Każdego z nas dotyka ból.. Bez wyjątków.
Niekiedy jest to mocne uderzenie, lecz czasami te wszystkie uczucia po nas spływają jak `niby nigdy nic.`
A jak postąpimy gdy dotknie nas zdrada od drugiej osoby ?
Czy będzie nam tak zależeć na tej osobie, że od razu wybaczymy jej wszystko ?
Może będziemy krzyczeć i rzucać telefonem ? jak w moim przypadku.. :D
Albo po prostu wyrzucimy tę osobę ze swojego serca i z dumą pójdziemy sami przed siebie?
Mamy dwa rodzaje zdrady:
-fizyczna
-psychiczna
Jeśli ktoś zdradzi nas fizycznie, moglibyśmy od razu mu wybaczyć.
Tylko musimy wiedzieć w jakim przypadku się to stało.
Alkohol, narkotyki.. większości nie pamiętamy jeśli to przedawkujemy.
Po prostu jesteśmy nie świadomi tego, co robimy.
Ktoś może nas nawet wykorzystać, lub to my jego.
Gdyby mnie spotkała zdrada w takich sytuacjach.. co bym zrobiła ?
Na pewno bym wybaczyła.
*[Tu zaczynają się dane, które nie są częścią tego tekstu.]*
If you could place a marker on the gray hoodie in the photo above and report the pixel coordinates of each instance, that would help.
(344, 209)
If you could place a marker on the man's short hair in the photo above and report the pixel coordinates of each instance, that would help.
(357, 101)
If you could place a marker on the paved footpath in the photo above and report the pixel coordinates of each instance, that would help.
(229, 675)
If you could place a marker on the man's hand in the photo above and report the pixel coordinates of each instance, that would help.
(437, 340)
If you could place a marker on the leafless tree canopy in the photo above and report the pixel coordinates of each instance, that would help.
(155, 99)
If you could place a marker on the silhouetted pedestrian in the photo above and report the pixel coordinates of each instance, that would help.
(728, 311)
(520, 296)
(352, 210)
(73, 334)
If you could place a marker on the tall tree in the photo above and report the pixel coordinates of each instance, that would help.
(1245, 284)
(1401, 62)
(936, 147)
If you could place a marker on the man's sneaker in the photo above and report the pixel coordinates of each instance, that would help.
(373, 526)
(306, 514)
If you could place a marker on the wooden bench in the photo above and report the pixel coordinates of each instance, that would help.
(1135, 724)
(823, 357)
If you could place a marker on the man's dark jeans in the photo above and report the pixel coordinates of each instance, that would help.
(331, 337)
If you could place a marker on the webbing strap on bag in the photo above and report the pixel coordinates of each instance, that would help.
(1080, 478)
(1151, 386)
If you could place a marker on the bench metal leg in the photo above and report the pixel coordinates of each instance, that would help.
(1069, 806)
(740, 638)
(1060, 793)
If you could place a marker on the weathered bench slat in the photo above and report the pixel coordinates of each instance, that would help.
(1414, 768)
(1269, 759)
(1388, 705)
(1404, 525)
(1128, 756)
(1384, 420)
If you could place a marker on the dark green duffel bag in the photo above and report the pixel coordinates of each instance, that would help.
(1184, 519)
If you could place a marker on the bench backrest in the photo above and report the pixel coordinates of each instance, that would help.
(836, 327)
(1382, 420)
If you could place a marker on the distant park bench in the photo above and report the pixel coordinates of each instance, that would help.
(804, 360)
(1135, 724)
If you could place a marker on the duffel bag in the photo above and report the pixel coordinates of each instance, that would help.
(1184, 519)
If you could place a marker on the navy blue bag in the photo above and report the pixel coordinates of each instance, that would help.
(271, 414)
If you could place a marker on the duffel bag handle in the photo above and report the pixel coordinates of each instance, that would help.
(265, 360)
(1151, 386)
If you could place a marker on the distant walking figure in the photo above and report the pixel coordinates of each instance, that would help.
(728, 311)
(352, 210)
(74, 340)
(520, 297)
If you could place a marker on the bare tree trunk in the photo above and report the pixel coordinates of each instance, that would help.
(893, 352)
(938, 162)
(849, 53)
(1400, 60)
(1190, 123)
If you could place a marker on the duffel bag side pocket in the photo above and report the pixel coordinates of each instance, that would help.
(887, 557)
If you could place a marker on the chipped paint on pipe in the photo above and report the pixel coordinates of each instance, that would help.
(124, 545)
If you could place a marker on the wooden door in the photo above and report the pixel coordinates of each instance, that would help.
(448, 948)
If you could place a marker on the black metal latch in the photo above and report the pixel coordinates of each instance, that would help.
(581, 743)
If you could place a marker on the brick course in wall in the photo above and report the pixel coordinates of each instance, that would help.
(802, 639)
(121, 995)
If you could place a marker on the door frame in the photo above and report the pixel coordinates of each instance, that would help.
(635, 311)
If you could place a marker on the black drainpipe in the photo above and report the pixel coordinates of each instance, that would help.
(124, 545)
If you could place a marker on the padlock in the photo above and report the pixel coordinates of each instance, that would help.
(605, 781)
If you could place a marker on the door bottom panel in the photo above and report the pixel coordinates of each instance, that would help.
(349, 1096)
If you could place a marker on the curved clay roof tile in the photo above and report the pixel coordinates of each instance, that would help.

I to od razu.
Dlaczego?
Bo jeśli ktoś był pod wpływem czegoś lub kogoś to raczej by nie zrobił by tego sam od siebie.
Jeśli zdrada nastąpiła z chęcią od człowieka na którym nam zależy.. to będzie trudniej.
Możemy mu zrobić awanturę i wyprowadzić się na kilka dni.
Z mieszkania, a nawet i z serca.
Ale czy to będzie koniec ?
Jeśli zbudujemy związek na szczerości i zaufaniu moglibyśmy pomyśleć nad następną szansą.
Chyba każdy może ją dostać.. każdy popełnia błędy i powinien otrzymać jakąś ulgę.
Przecież jesteśmy tylko ludźmi ;))
Jeśli się uda, jest to zapewne osoba do której naprawdę pasujemy.
Jeśli nie, możliwe że to wszystko mogło być błędem.
A co jeśli prowadzimy życie idealne..
"Kochasz to jesteś, nie to nara piątka"- HG_Dwa spojrzenia.
Czy będziemy aż tak zadumani, że nie będziemy mogli wybaczyć czegokolwiek innemu ?
To nie jest łatwe. Dużo rzeczy kiedyś w końcu się zepsuje.
Albo to naprawimy, albo wyrzucimy.
Czy warto naprawiać krzywdę, którą nam wyrządzono?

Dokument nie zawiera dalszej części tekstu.